Recommender systems play a major role in today’s ecommerce industry. Recommender systems suggest items to users such as books, movies, videos, electronic products and many other products in general. Creating a new recommender is costly so companies try to use existing solutions.

This project aims to provide a RESTful service which accepts events’ data and items’ properties and provide recomendations. Item consists of a set of properties which can be configured. Event means some action made by user towards the item, this action should have a preference evidence.

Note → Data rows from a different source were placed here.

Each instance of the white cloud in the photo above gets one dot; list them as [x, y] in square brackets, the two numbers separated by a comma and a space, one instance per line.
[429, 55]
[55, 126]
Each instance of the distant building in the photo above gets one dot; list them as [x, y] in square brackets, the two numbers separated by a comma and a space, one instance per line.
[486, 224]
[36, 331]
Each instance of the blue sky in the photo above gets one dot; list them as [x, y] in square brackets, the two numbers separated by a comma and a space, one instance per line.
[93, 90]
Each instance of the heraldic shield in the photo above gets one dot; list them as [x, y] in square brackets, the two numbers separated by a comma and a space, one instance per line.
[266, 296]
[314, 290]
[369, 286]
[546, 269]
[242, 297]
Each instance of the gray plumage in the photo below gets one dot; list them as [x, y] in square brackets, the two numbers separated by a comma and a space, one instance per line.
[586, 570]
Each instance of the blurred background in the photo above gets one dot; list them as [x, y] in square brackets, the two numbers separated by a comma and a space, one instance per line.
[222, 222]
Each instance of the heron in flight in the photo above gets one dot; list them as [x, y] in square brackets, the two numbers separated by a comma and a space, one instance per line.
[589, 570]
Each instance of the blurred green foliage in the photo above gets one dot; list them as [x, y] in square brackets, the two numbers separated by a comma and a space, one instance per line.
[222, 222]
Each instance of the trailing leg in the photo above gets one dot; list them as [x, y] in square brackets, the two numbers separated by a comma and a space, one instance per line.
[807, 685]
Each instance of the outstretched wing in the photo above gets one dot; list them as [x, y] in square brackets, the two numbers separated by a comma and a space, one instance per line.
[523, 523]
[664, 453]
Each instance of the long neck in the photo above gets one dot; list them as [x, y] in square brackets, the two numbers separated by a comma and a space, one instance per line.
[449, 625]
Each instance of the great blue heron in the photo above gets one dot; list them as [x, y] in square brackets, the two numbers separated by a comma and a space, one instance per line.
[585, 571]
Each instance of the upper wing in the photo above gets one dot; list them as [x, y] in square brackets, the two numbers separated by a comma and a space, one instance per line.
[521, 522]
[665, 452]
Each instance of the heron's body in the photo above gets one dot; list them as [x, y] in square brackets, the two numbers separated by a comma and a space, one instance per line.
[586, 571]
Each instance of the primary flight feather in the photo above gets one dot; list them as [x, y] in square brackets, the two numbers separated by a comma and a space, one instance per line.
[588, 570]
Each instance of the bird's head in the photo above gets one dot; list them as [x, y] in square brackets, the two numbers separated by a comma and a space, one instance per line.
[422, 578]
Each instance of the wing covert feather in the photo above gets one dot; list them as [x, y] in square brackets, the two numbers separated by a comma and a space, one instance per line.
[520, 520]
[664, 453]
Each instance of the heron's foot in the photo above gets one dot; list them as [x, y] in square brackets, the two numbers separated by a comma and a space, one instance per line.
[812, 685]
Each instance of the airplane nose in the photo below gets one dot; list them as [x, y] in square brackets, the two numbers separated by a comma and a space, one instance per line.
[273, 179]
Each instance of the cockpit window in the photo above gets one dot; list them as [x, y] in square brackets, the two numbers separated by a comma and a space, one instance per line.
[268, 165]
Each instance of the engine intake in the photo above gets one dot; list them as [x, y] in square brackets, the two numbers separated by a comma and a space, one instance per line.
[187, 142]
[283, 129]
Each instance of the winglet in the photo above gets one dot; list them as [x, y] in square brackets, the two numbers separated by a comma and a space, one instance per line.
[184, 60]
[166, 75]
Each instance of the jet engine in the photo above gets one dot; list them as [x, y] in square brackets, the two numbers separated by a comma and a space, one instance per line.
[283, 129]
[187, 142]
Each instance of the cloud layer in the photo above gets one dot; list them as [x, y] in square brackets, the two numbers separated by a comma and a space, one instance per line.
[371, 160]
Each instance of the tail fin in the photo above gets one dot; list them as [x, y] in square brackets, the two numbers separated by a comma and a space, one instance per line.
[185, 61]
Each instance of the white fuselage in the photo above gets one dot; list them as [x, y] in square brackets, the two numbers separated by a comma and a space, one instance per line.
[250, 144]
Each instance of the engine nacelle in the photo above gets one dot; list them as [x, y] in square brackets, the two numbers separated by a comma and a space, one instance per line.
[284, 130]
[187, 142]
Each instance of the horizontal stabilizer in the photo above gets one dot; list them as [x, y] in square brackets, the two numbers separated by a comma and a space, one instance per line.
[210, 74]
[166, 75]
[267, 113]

Modified cross-occurrence correlation algoritm from Apache Mahout alows to use any number of indicators (buy, add to cart, view etc.) to predict user preferences.

Architecture

The recommender system implemented in this project uses Correlated Cross-Occurrence algorithm which allows using multiple indicators effectively.

Few links:

The project approaches microservice architecture. Apache Spark and Apache Mahout is used to create item similarity model. The model is trained offline periodically. Trained model it deployed on ElasticSearch, which provides a benefit of fast response for recommendations as well as using it’s rich query language to apply business filters to ranked lists of recommendations. docker-compose is utilized to deploy services.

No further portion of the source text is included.